如何从Windows-1252文件读取®字符并将其写入UTF-8文件

Question

I have an input file in Windows-1252 encoding that contains the '®' character. 我有Windows-1252编码的输入文件，其中包含'®'字符。 I need to write this character to a UTF-8 file. 我需要将此字符写入UTF-8文件。 Also assume I must use Python 2.7. 还要假设我必须使用Python 2.7。 Seems easy enough, but I keep getting UnicodeDecodeErrors. 似乎很容易，但我一直收到UnicodeDecodeErrors。

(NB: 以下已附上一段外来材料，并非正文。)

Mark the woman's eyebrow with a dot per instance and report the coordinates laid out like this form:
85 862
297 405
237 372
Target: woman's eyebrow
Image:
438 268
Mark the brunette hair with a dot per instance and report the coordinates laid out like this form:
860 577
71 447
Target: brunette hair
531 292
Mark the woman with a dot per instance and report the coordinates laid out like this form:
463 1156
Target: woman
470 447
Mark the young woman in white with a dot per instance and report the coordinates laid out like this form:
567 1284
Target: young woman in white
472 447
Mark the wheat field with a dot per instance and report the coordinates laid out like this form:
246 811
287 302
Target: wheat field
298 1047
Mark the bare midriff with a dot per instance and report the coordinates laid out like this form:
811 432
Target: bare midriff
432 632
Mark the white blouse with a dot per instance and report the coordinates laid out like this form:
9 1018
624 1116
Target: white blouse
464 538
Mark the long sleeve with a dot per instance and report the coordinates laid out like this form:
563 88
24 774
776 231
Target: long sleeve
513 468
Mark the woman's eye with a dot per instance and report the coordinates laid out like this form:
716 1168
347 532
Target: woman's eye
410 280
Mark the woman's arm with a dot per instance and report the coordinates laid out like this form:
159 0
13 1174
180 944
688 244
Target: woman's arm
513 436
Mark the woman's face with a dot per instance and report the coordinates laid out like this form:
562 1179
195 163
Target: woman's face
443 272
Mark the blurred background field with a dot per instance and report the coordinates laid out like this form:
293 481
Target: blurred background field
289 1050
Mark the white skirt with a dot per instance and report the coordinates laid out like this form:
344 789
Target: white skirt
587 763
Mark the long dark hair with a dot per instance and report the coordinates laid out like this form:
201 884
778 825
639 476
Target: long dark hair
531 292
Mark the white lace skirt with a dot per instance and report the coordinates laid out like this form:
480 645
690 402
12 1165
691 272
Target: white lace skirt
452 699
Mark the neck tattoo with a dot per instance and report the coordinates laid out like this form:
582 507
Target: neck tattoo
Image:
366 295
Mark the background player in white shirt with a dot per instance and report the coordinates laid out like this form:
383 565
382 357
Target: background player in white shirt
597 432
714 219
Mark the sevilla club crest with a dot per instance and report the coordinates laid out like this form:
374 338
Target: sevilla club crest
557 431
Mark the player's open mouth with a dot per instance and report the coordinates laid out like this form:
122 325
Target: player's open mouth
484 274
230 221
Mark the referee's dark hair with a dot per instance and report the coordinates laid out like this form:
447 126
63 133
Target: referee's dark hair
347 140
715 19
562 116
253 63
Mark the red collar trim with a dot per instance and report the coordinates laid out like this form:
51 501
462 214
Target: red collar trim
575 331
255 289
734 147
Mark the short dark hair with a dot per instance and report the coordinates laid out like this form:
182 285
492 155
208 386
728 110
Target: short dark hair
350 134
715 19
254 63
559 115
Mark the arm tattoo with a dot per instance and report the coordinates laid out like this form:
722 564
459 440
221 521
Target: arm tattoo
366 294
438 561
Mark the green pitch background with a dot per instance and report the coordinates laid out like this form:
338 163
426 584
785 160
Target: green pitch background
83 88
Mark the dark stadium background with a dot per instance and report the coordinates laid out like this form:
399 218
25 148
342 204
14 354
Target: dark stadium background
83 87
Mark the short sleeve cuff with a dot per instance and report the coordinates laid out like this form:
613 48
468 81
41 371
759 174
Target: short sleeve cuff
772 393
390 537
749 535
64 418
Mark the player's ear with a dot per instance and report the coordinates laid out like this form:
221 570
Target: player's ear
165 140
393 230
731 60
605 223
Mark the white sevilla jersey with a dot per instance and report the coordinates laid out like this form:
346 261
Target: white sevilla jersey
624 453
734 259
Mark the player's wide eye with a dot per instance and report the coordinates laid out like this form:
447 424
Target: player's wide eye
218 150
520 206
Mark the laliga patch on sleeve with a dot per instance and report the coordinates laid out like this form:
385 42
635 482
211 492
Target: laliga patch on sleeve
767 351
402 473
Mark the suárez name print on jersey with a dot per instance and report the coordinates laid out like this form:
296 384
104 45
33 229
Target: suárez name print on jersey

I originally had just opened the original file using codecs.open() with UTF-8 encoding, which worked fine for all of the ASCII characters until it encountered the ® symbol, whereupon it choked with the error: 我最初只是使用带有UTF-8编码的codecs.open()打开了原始文件，该文件对于所有ASCII字符都可以正常工作，直到遇到®符号，随后它因错误而阻塞：

UnicodeDecodeError: 'utf8' codec can't decode byte 0xae in position 2867043: 
invalid start byte

I knew that I would have to properly decode it as cp1252 to fix this problem, so I opened it in the proper encoding and then encoded the data as UTF-8 prior to writing. 我知道我必须将其正确解码为cp1252才能解决此问题，因此我以正确的编码将其打开，然后在写入之前将数据编码为UTF-8。 But that produced a new error: 但这产生了一个新的错误：

UnicodeDecodeError: 'ascii' codec can't decode byte 0xc2 in position 22: 
ordinal not in range(128)

Here is a minimum working example: 这是一个最小的工作示例：

with codecs.open('in.txt', mode='rb', encoding='cp1252') as inf:
    with codecs.open('out.txt', mode='wb', encoding='utf-8') as of:
        for line in inf:
            of.write(line.encode('utf-8'))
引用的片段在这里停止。